Even if this "shift" succeeded in the language of professionals, it won't make much difference. The reason is that the word "accurate" has pretty much implicitly included "precise" even before 2008. If you make a small number of measurements (repetitions of a measurement) and you want to determine whether the measurements are "accurate", you have to calculate the difference between the true value and the measured values. But if you have just one or several measured values, the difference is affected by the "statistical error", anyway, so you can't quantify the "systematic error" well, anyway.

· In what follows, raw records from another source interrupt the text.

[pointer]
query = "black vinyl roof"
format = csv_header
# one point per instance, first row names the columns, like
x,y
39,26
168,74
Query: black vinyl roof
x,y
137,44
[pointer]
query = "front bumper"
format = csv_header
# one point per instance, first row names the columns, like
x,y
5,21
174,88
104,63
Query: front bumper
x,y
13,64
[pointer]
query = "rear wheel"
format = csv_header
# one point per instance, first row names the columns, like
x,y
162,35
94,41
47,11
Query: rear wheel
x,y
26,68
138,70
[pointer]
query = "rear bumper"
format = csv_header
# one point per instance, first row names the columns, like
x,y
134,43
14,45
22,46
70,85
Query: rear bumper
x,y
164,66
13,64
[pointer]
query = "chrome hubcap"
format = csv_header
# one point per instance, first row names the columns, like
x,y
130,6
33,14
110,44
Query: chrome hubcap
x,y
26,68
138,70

To be sure that the systematic error is low, after just a few measurements, the statistical error has to be low, too (the precision has to be good).
So whether the word "accuracy" included "precision" before 2008 is debatable. All these things are just changes at the level of the language. When one is quantitative, things have to be described by actual quantities – systematic errors and statistical errors and nothing was changed about the meaning of these quantities in the 2008 document.
A: (Currently editing answer.. previous version at https://physics.stackexchange.com/revisions/135002/7)
A: I'm not familiar with ISO 5725 (a 1994 revision of a 1986 document, apparently "reviewed and confirmed" in 2012), and it seems that I have to buy it to read it. A 2008 vocabulary of metrology put out by the BIPM and also cited by Wikipedia has definitions much closer to my intuition, and to common usage among folks I know who specialize in precision measurements:

2.13(3.5)
measurement accuracy
  accuracy of measurement
  accuracy   
closeness of agreement between a
  measured quantity value and a
  true quantity value of a
  measurand 
…
NOTE 2 The term “measurement accuracy” should not be used for
  measurement trueness and the term measurement precision should not be
  used for ‘measurement accuracy’, which, however, is related to both
  these concepts.
…
2.14
measurement trueness
  trueness of measurement
  trueness  
closeness of agreement between the average of an
  infinite number of replicate
  measured quantity
  values
  and a
  reference quantity value
…
NOTE 3
  Measurement accuracy
  should not be used for
  ‘measurement trueness’ and vice versa. 
…
2.15
measurement precision
  precision
  closeness of agreement between
  indications
  or
  measured quantity values
  obtained by replicate
  measurements
  on the same or similar objects
  under specified conditions
…
NOTE 4 Sometimes “measurement precision” is erroneously used to mean
  measurement accuracy. 

However, it's worth remembering that in the extreme of terrible precision, so many measurements may be needed to determine whether the average is accurate or not that the measurements may be effectively useless. Remember the old joke about the three economists playing darts at the pub: the first puts his darts in the wall above the dartboard, the second puts his darts in the wall below the dartboard, and third gets excited and yells "Bullseye!"